Overall, sentiment around jobs and employment in this 18M-mention dataset is skewed negative:

  • 37% negative sentiment, driven primarily by:
    • Insufficient income (40% of negative)
    • Job loss and unemployment (22% of negative)
    • Need for multiple jobs and resulting burnout (7% of negative)
    • Anger over perceived impacts of immigration and foreign labor (2% of negative)
  • 8% positive sentiment, anchored by:
    • Getting a new job (6%): landing a role after months of searching, getting rehired after a layoff, or securing a better opportunity sparked huge joy.
    • Meaningful work (2%): people in caregiving, healthcare, education, or mission-driven sectors highlighted the emotional payoff of “making a difference,” even when pay wasn’t ideal.

The positive stories are there but they’re overshadowed by fear and exhaustion. That imbalance is a signal in itself.

What this means for brands, employers, and policymakers

From a RILA perspective, these findings are more than “labor market commentary.” They’re a real-time stress test of trust in institutions - employers, platforms, and policymakers alike.

A few implications:

  • Employer brands are under pressure. Layoffs, controversial H-1B perceptions, and AI-driven restructuring are public, emotional events.
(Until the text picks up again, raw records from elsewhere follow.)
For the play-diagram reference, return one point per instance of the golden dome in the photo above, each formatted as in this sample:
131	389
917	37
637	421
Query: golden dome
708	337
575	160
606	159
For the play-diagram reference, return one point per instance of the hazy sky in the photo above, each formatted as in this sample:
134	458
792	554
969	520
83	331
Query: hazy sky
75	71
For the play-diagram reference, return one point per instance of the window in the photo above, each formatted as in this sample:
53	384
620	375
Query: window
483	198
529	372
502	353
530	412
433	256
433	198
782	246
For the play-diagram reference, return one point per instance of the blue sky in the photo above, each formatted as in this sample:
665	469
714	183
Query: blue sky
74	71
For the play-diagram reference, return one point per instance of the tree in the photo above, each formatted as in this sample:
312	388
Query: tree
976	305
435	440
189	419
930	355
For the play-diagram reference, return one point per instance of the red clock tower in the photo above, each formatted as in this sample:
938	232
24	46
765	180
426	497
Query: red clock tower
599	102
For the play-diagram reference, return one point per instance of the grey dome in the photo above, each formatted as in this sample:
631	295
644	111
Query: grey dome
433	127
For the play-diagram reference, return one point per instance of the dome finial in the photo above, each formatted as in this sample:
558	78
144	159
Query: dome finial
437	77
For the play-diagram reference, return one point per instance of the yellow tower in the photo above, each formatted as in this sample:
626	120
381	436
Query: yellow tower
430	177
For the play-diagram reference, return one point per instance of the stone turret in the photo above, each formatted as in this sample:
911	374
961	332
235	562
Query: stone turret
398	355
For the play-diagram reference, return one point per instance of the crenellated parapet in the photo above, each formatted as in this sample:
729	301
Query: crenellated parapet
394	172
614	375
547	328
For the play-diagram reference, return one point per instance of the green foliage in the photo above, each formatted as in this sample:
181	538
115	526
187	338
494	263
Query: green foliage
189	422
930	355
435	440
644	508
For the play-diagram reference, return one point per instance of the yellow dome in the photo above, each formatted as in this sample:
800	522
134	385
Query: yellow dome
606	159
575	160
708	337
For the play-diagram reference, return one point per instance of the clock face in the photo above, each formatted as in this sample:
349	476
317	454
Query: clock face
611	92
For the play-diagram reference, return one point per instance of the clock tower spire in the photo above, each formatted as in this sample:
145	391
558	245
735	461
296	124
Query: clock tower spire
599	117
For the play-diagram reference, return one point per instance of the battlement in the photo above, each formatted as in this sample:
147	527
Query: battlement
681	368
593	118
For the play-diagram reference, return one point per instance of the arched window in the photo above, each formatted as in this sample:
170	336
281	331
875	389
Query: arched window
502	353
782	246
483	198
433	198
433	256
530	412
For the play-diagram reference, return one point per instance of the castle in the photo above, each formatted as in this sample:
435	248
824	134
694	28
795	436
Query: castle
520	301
Employees and candidates are documenting everything on social.
  • Compensation narratives matter as much as the paycheck. People want to see how employers acknowledge inflation, rising living costs, and the reality that one job often isn’t enough.
  • AI strategy must be people-centric. The story workers hear today is that AI is a layoff machine. Companies that don’t proactively reframe AI around upskilling, internal mobility, and safer work will face resistance.
  • Hiring UX is now part of your brand. Frustration with ATS and ghost jobs erodes trust long before day one. Making hiring more transparent and human is a differentiator.